These are all valid methods to qualify DATE
or TIMESTAMP
values within a range using a WHERE
filter:
market_date BETWEEN '2020-01-01' AND '2020-12-31'
EXTRACT(YEAR FROM market_date) = 2020
DATE_TRUNC('YEAR', market_date) = '2020-01-01'
market_date >= '2020-01-01' AND market_date <= '2020-12-31'
The only additional thing to note is that DATE_TRUNC
returns a TIMESTAMP
data type which can be cast back to a regular DATE
using the ::DATE
notation when used in a SELECT
query.
BETWEEN
Boundaries
An additional note for question 5 - the boundaries for the BETWEEN
clause must be earlier-date-first
AND later-date-second
See what happens when you reverse the order of the DATE
boundaries using the query below - does it match your expectation?
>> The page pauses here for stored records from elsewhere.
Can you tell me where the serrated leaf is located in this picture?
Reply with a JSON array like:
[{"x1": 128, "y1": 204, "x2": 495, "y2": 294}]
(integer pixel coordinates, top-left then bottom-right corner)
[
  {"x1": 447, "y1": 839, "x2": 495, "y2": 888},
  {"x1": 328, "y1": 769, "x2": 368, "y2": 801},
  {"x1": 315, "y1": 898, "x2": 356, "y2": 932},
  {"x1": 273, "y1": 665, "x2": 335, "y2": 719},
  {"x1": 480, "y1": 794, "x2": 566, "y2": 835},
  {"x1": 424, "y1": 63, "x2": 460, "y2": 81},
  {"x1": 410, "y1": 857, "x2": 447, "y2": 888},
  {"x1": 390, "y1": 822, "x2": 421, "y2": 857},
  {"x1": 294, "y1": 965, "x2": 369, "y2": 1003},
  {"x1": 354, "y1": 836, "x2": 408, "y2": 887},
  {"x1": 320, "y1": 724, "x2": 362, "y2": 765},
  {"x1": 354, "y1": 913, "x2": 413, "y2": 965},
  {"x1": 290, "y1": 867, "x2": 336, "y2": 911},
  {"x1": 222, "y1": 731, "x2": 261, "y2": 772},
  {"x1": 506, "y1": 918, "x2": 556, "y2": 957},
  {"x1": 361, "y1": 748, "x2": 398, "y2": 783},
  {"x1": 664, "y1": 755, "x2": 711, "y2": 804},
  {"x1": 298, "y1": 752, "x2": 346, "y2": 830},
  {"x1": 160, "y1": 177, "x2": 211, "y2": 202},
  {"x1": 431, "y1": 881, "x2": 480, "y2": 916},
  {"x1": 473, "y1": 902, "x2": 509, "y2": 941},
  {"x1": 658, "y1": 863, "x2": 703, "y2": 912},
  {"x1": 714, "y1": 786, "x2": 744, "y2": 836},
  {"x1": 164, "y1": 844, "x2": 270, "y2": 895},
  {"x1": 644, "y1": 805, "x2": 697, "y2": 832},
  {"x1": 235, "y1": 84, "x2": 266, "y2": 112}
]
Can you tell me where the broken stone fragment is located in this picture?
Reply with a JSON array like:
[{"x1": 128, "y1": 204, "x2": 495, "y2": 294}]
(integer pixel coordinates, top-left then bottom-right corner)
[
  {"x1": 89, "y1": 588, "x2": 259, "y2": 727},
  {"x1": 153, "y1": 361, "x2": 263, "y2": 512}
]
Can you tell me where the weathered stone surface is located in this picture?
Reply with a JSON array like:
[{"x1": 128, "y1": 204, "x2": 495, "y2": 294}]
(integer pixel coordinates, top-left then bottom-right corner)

Click here to see the "wrong" code!
SELECT
AVG(price)
FROM trading.prices
WHERE ticker = 'BTC'
AND market_date BETWEEN '2020-12-31' AND '2020-01-01';
Rounding Floats/Doubles
In PostgreSQL - we cannot apply the ROUND
function directly to approximate FLOAT
or DOUBLE PRECISION
data types.
Instead we will need to cast any outputs from functions such as AVG
to an exact NUMERIC
data type before we can use it with other approximation functions such as ROUND
In question 6 - if we were to remove our ::NUMERIC
from our query - we would run into this error:
ERROR: function round(double precision, integer) does not exist
LINE 3: ROUND(AVG(price), 2) AS average_eth_price
^
HINT: No function matches the given name and argument types. You might need to add explicit type casts.
You can try this yourself by running the below code snippet with the ::NUMERIC
removed:
Click here to see the "wrong" code!
SELECT
DATE_TRUNC('MON', market_date) AS month_start,
ROUND(AVG(price), 2) AS average_eth_price
FROM trading.prices
WHERE EXTRACT(YEAR FROM market_date) = 2020
GROUP BY month_start
ORDER BY month_start;
Integer Floor Division
In question 5 - when dividing values in SQL it is very important to consider the data types of the numerator (the number on top) and the denominator (the number on the bottom)
When there is an INTEGER
/ INTEGER
as there is in this case - SQL will default to FLOOR
division in this case!
You can try running the same query as the solution to question 5 above - but this time remove the 2 instances of ::NUMERIC
and the decimal place rounding to see what happens!
This is a super common error found in SQL queries and we usually recommend casting either the numerator or the denominator as a NUMERIC
type using the shorthand ::NUMERIC
syntax to ensure that you will avoid the dreaded integer floor division!
Click here to see the "wrong" code!
SELECT
ticker,
SUM(CASE WHEN price > open THEN 1 ELSE 0 END) / COUNT(*) AS breakout_percentage,
SUM(CASE WHEN price < open THEN 1 ELSE 0 END) / COUNT(*) AS non_breakout_percentage
FROM trading.prices
WHERE market_date >= '2019-01-01' AND market_date <= '2019-12-31'
GROUP BY ticker;